Effects of forest defoliation by insects on in-stream carbon and mercury cycling Insect defoliation is a widespread forest disturbance in Canada, and has the potential to alter terrestrial carbon inputs to streams and their incorporation by consumers. Although defoliation by spruce budworm (Choristoneura fumiferana) is a natural disturbance with importance to forest succession, the magnitude and duration of outbreaks are increasing, and there is a growing need to understand the downstream consequences of these outbreaks. A recent outbreak in Québec, eastern Canada, provided the unique opportunity to examine stream food web responses across watersheds experiencing a range of defoliation.

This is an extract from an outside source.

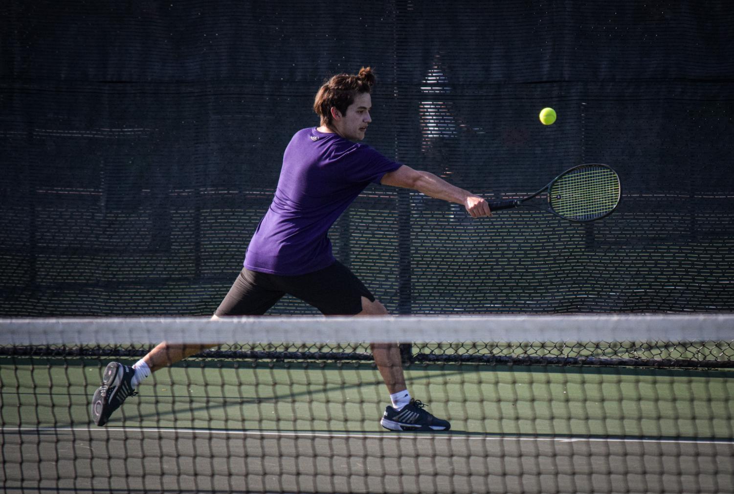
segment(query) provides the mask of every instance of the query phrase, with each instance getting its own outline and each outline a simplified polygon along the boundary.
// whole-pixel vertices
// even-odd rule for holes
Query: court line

We examined 12 second or third order streams to assess whether food web structure and methylmercury (MeHg) cycling were affected. In 2019 and 2020, food sources, several macroinvertebrate taxa across functional feeding groups, and fish were collected and analyzed for stable isotopes (d13C, d15N) and MeHg or total Hg (fish only). MixSIAR models and hierarchical partitioning analyses showed that consumers from streams with greater watershed defoliation had lower reliance on autochthonous carbon, despite increased algal production. In addition, mercury levels in predatory invertebrates and brook trout were predicted mainly by quantity and quality of dissolved organic carbon (DOC), not watershed defoliation. Results suggest that forest disturbances from spruce budworm affect carbon inputs and use by stream consumers that, in turn, indirectly affect mercury bioaccumulation in headwater streams.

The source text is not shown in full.